Voice Speed Control (Beta)
• You can now adjust the speaking speed in the UI (currently available for select users).
Cartesia SDK Upgrade
• Upgraded to version 2.0, which helps reduce common errors.
Pronunciation Fixes
• Removed faulty text stripping logic and improved handling of decimal points to ensure correct pronunciation.
Smarter Chunk Processing
• Chunks sent to our “Motion to Face” (M2F) service are now prioritised based on when they’re needed.
• This helps us scale GPU usage more effectively and ensures cleaner video streams under heavier load.
Reduced Frame Drops
• Fixed an issue with frame pushing during idle times.
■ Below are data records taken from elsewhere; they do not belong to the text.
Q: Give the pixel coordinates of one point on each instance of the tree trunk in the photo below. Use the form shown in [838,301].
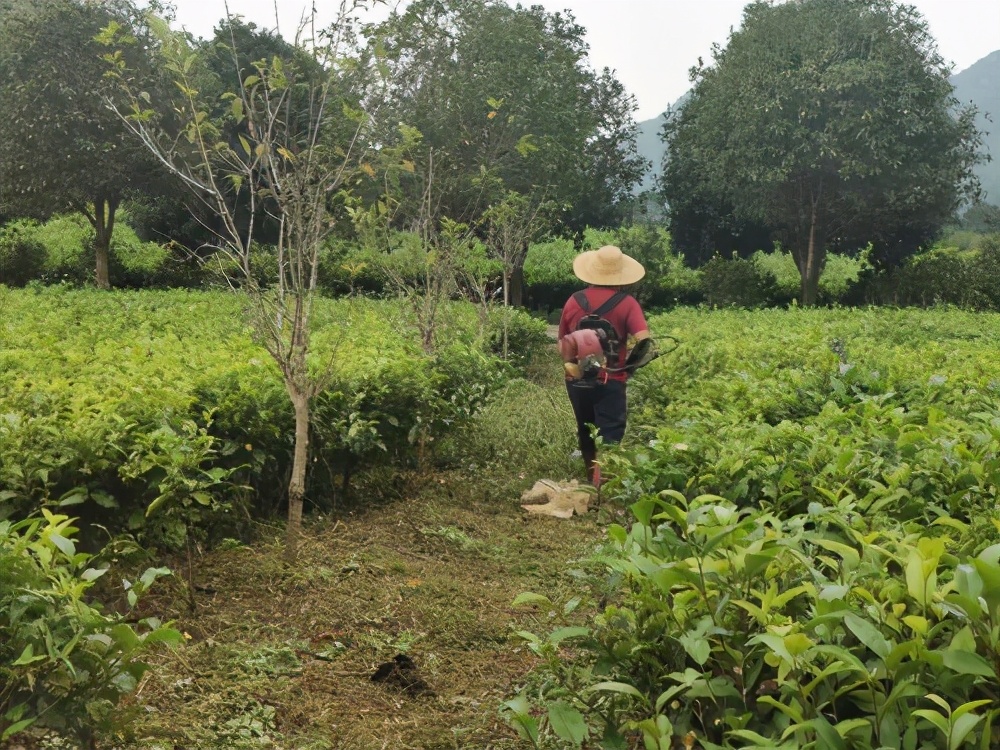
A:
[297,483]
[811,263]
[517,286]
[103,221]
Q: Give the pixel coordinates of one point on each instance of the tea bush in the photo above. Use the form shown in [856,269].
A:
[65,662]
[738,282]
[813,552]
[87,377]
[22,255]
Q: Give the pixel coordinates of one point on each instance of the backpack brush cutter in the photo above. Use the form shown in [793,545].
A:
[591,363]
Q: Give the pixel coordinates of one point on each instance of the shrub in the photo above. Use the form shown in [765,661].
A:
[738,282]
[64,661]
[22,255]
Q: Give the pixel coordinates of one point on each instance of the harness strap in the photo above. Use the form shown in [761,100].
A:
[608,306]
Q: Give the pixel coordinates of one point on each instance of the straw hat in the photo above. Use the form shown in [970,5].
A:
[607,266]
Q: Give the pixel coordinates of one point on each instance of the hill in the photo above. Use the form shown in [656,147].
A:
[976,84]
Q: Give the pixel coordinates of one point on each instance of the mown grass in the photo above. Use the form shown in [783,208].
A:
[426,564]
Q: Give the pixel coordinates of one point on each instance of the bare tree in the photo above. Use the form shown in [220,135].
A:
[287,145]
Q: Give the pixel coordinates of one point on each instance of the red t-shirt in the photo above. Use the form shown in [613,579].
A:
[626,317]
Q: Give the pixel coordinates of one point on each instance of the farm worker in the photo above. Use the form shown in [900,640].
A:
[594,328]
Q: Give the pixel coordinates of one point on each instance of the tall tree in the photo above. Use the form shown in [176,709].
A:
[285,160]
[61,149]
[508,93]
[833,123]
This should reduce dropped frames and improve consistency in output.
Dropped Frames Tracking
• This gives us better insight into real-time performance and helps ensure smooth delivery during high load.
Better Tracing
• Additional tracing and system refactoring improve how we detect, understand, and respond to performance issues & enabling more powerful monitoring and faster debugging.
• Resolved issues where personas stopped responding due to interrupt conflicts or bugs in upstream services.
• Fixed a race condition causing certain talk commands to fail intermittently.